The WHO’s Global Strategy on Viral Hepatitis has the goal of eliminating viral hepatitis as a major public health threat by 2030 by:

  • Reducing new cases of chronic hepatitis B and C by 90%;
  • Reducing hepatitis B and C deaths by 65%;
  • Treating 80% of eligible people with these chronic viral infections.

Nearly 200 governments worldwide have now adopted the Strategy. Today, on World Hepatitis Day 2017, there will be numerous awareness, testing and advocacy events worldwide with the goal of accelerating progress towards achieving the goal of elimination by 2030.

There are some major barriers to be overcome in order to reach such ambitious targets, including the prompt identification of people living with viral hepatitis infection – for example, only around 20% of people with chronic hepatitis C are diagnosed. Global access to hepatitis treatment and care services is a further challenge. Direct acting antivirals (DAAs) are potent, tolerable and highly efficacious in treating and curing hepatitis C, and their development was a precipitating factor for the WHO Global Strategy. However, in many parts of the world, these drugs remain unaffordable.

There have also been concerns that children are being 'left behind in the HCV treatment revolution' [1]. At least 3.5 million children aged 1–15 years are believed to be living with chronic HCV worldwide and, until very recently, the only options for treating children were the less effective and more toxic interferon-based therapies. Despite some positive regulatory changes in Europe, previously discussed in the Journal of Viral Eradication [2], the registration of DAA regimens for children has lagged substantially behind that of adults. However, a major milestone was reached in April, with the licensing by the US Food and Drug Administration of Sovaldi (sofosbuvir) and Harvoni (ledipasvir and sofosbuvir) to treat HCV in children from age 12 years. This welcome first step in drug access for children with chronic hepatitis C should be followed shortly by regulatory approval by the European Medicines Agency. Results are now also becoming available from paediatric clinical studies with DAAs, showing excellent rates of sustained virological response [3,4].  

These developments are very welcome, as elimination of viral hepatitis as a public health threat will only be possible if children can benefit from the striking advances made in treating, and curing, hepatitis C over the past few years.


1. Indolfi G, Thorne C, El Sayed MH et al. The challenge of treating children with hepatitis C virus infection. J Pediatr Gastroenterol Nutr 2017; 64: 851–854.

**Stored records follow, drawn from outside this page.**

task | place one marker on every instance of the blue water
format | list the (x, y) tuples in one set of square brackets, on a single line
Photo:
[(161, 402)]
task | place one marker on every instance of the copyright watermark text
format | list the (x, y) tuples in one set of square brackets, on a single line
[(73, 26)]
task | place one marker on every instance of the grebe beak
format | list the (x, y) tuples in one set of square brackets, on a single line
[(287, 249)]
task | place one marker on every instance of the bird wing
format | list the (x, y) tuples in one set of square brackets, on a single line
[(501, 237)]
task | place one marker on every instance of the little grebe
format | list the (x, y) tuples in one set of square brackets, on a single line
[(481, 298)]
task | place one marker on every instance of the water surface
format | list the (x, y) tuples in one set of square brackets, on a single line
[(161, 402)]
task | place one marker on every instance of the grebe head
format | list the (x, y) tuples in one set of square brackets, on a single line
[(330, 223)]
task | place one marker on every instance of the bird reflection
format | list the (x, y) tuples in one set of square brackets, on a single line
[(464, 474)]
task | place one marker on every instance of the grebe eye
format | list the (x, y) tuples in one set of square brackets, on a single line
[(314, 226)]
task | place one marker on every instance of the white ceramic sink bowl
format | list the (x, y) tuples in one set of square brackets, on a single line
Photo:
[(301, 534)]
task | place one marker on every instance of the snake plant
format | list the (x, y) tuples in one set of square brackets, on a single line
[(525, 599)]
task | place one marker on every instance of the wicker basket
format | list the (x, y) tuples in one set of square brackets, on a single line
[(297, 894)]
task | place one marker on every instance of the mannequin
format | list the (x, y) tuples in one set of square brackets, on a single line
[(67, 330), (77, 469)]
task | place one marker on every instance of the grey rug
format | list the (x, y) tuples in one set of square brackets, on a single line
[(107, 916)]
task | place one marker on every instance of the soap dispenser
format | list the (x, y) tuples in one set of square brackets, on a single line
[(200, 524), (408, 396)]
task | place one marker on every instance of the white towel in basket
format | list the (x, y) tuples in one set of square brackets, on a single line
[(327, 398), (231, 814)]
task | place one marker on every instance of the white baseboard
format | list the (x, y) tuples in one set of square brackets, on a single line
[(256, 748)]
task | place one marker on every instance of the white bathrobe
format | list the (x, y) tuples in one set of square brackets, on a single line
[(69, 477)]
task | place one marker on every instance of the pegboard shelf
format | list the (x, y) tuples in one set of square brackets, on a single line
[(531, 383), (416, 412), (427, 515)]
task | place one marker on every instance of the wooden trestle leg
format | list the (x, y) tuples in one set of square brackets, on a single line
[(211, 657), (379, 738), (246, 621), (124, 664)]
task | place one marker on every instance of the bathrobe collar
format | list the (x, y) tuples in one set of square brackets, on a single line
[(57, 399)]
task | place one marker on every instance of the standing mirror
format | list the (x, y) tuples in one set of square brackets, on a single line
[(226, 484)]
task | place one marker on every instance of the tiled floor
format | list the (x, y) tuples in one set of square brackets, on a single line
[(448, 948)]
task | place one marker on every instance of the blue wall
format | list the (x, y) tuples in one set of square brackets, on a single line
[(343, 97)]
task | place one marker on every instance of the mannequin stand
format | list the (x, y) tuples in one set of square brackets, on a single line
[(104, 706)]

2. Thorne C, Indolfi G, Turkova A et al. Treating hepatitis C virus in children: time for a new paradigm. J Virus Erad 2015; 1: 203–205.

3. Wirth S, Rosenthal P, Gonzalez-Peralta RP et al. Sofosbuvir and ribavirin in adolescents 12 to 17 years old with hepatitis C virus genotype 2 or 3 infection. Hepatology 2017.

4. Murray KF, Balistreri W, Bansal S et al. Ledipasvir/sofosbuvir ± ribavirin for 12 or 24 weeks is safe and effective in children 6–11 years old with chronic hepatitis C infection. EASL International Liver Congress. April 2017. Amsterdam, Netherlands. Abstract GS-010.